New-Found Cornucopia of Exoplanets More Than Doubles the Current Cosmic Census
SHARE

Updated: Scores of Earth-like planets orbit sun-like stars scattered throughout the Milky Way, NASA scientists said today. This morning, the agency released data on more than 1,000 new exoplanets, and early indications are that 54 of them are at just the right distance from their stars to harbor life as we know it.

Today’s results more than double the exoplanet-candidate population, bringing the number of planet candidates identified by Kepler to 1,235. NASA needs to conduct follow-up observations to be sure their candidate planets are actually planets. So far, they are certain about 15 of them.

“The fact that we’ve found so many planet candidates in such a tiny fraction of the sky suggests there are countless planets orbiting sun-like stars in our galaxy,” said William Borucki of NASA’s Ames Research Center in Moffett Field, Calif., the father of Kepler and its principal investigator.

Small, Earth-like planets are apparently more common than gas giants like Jupiter, according to today’s announcement. Sixty-eight of the new planet candidates are approximately
Earth-size, and another 288 are super-Earth-size; 662 are Neptune-size; 165 are the size of Jupiter and 19 are larger than Jupiter, NASA said.

NASA said today that 54 planet candidates are in their stars’ Goldilocks zones — not too hot, not too cold, not too far, not too old — which means they might have liquid water, and therefore a key ingredient for life. Of those 54, five are near the size of Earth.
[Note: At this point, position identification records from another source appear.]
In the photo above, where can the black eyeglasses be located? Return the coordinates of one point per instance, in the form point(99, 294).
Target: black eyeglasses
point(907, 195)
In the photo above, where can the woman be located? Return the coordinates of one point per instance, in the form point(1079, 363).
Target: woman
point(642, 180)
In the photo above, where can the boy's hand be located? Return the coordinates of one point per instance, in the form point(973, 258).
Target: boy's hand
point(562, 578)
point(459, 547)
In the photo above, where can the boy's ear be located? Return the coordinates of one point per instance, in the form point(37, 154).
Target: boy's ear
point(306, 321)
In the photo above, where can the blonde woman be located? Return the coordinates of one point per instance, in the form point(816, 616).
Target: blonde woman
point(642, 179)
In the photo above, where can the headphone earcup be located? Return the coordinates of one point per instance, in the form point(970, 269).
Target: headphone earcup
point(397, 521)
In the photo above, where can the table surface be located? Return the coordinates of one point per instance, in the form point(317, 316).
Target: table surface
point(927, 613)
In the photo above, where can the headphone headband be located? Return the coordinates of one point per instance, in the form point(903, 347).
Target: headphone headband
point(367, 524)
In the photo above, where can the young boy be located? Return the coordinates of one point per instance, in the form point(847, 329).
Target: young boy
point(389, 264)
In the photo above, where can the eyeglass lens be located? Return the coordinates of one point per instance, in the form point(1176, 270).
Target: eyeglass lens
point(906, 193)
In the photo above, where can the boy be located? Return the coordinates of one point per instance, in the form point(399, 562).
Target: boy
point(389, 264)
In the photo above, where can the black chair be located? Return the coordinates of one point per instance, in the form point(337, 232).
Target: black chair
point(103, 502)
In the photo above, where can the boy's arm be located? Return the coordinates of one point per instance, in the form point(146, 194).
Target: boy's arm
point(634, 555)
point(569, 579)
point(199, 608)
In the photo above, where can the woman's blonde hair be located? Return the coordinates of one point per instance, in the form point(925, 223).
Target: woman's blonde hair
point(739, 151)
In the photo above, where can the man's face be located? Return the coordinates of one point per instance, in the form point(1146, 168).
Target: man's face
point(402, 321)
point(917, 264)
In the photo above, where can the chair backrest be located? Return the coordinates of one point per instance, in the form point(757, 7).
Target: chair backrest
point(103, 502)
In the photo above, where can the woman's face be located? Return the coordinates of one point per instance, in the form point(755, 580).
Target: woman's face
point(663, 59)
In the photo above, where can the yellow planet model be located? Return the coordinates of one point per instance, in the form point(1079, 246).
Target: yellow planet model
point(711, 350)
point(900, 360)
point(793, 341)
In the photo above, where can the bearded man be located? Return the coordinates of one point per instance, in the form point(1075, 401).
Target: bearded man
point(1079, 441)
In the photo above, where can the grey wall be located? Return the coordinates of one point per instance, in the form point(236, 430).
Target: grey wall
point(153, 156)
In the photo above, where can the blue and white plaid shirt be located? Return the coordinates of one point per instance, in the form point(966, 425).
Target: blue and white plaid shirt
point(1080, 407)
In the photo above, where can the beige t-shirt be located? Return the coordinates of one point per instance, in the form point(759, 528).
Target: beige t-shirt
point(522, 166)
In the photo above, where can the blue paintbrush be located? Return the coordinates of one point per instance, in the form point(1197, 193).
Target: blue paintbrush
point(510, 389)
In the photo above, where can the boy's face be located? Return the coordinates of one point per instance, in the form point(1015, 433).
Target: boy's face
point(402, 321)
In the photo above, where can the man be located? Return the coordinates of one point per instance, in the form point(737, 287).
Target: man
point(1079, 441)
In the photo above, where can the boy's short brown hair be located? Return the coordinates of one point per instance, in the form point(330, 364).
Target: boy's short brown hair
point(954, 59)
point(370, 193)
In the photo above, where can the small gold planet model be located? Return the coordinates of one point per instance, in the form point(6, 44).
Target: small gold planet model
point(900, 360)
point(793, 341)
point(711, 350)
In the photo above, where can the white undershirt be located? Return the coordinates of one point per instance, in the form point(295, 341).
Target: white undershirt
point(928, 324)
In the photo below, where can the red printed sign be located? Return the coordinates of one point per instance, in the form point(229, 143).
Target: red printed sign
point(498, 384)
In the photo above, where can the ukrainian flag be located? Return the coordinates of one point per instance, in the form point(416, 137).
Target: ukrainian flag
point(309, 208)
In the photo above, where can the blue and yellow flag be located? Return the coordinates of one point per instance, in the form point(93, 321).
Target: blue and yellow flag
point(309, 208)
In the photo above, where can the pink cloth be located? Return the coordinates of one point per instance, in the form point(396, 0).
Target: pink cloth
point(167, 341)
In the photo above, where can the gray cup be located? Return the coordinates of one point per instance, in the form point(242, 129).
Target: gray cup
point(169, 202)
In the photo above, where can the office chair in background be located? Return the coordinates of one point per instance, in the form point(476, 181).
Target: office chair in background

Pretty stunning news when you think about it: In one tiny slice of the sky, scientists have found five other planets that may very well resemble our own.

Since launching in 2009, Kepler has been staring at a bunch of stars in the constellations Cygnus and Lyra, looking for small blips in their brightness that would indicate a planet circling around them. Kepler astronomers released data on about 156,000 stars last summer, allowing competing scientists to check them out. The team saved some potentially promising star systems for further study, and those are among the data announced today.

Kepler team members have said they wanted to check and double-check the promising stars so they don’t have any false positives. Other physicists say they’ve been pretty good at this so far — the telescope has had an accuracy rate of at least 80 percent, according to a review by astrophysicists at Caltech. Taking a high-resolution picture of a possible exoplanet candidate can help with follow-up observations, they say. Scientists will want to check out NASA’s new findings, and physicists would like some statistical models to help them sift through all that data.

New-Found Cornucopia of Exoplanets More Than Doubles the Current Cosmic Census

Kepler Candidate Planets

Even before today’s announcement, new planet discoveries have been trickling out in the past few months, including the recent news of Kepler’s smallest, rockiest find to date: Kepler 10b, just 1.4 times the size of Earth. That fiery world is much too close to its star to harbor water, and therefore unlikely to harbor life (at least the kind we understand).

In the new data, there are at least 170 exo-solar-systems harboring multiple planets, NASA said. Kepler-11, located 2,000 light years from Earth, includes six planets in a tight orbit around a yellow dwarf star. New research on Kepler-11 will be published in the Feb. 3 issue of Nature. Other findings are being published in Astrophysical Journal.